Division of Anaesthesia and Intensive Care, Queen's Medical Centre, Nottingham NG7 2UH, UK.
Br J Anaesth. 2010 Jul;105(1):69-75. doi: 10.1093/bja/aeq133.
The success of incident reporting in improving safety, although obvious in aviation and other high-risk industries, is yet to be seen in health-care systems. An incident reporting system which would improve patient safety would allow front-end clinicians to have easy access for reporting an incident with an understanding that their report will be handled in a non-punitive manner, and that it will lead to enhanced learning regarding the causation of the incident and systemic changes which will prevent it from recurring. At present, significant problems remain with local and national incident reporting systems. These include fear of punitive action, poor safety culture in an organization, lack of understanding among clinicians about what should be reported, lack of awareness of how the reported incidents will be analysed, and how will the reports ultimately lead to changes which will improve patient safety. In particular, lack of systematic analysis of the reports and feedback directly to the clinicians are seen as major barriers to clinical engagement. In this review, robust systematic methodology of analysing incidents is discussed. This methodology is based on human factors model, and the learning paradigm which emphasizes significant shift from traditional judicial approach to understanding how 'latent errors' may play a role in a chain of events which can set up an 'active error' to occur. Feedback directly to the clinicians is extremely important for keeping them 'in the loop' for their continued engagement, and it should target different levels of analyses. In addition to high-level information on the types of incidents, the feedback should incorporate results of the analyses of active and latent factors. Finally, it should inform what actions, and at what level/stage, have been taken in response to the reported incidents. For this, local and national systems will be required to work in close cooperation, so that the lessons can be learnt and actions taken within an organization, and across organizations. In the UK, a recently introduced speciality-specific incident reporting system for anaesthesia aims to incorporate the elements of successful reporting system, as presented in this review, to achieve enhanced clinical engagement and improved patient safety.

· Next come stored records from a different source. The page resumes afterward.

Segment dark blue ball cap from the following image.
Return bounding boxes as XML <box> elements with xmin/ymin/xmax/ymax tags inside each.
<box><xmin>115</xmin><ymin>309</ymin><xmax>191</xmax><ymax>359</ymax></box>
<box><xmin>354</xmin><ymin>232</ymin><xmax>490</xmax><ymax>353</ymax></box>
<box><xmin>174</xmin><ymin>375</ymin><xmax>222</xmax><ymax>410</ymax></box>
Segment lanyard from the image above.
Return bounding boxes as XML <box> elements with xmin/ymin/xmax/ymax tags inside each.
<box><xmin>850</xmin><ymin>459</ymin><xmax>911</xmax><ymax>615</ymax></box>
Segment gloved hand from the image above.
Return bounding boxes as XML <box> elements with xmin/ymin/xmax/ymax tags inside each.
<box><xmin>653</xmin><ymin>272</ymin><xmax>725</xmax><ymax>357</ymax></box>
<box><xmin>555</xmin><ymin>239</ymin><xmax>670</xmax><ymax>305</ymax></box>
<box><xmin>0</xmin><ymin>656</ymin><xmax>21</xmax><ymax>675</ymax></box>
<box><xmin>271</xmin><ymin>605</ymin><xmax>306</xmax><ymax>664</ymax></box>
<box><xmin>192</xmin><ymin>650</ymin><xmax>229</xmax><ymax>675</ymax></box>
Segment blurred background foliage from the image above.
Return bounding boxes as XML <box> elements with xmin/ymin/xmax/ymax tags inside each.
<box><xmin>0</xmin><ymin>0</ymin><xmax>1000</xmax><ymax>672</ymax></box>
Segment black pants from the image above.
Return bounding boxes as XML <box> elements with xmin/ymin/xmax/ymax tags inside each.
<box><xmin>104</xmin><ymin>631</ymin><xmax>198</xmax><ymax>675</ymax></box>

事件报告在提高安全性方面的成功,尽管在航空和其他高风险行业中显而易见,但在医疗保健系统中尚未得到证实。一个能够提高患者安全性的事件报告系统将允许前端临床医生轻松报告事件,他们理解报告将以非惩罚性的方式处理,并且报告将有助于增强对事件因果关系和系统变化的学习,从而防止事件再次发生。目前,本地和国家事件报告系统仍存在重大问题。这些问题包括对惩罚性行动的恐惧、组织内安全文化不佳、临床医生对应该报告哪些内容缺乏理解、对报告的事件将如何进行分析以及报告最终将如何导致改善患者安全的变化缺乏认识。特别是,缺乏对报告的系统分析以及向临床医生直接反馈被视为临床参与的主要障碍。在这篇综述中,讨论了对事件进行稳健系统分析的方法。这种方法基于人为因素模型和学习范式,强调从传统的司法方法向理解“潜在错误”如何在一系列可能导致“主动错误”发生的事件中发挥作用的显著转变。向临床医生直接反馈对于保持他们的“参与”至关重要,并且应该针对不同级别的分析。除了关于事件类型的高级信息外,反馈还应包括对主动和潜在因素分析的结果。最后,它应该告知已采取哪些行动以及在什么级别/阶段采取了行动,以应对报告的事件。为此,需要本地和国家系统密切合作,以便在组织内和组织间吸取教训并采取行动。在英国,最近推出的针对麻醉的特定专业事件报告系统旨在纳入本综述中提出的成功报告系统的要素,以实现增强的临床参与和提高患者安全性。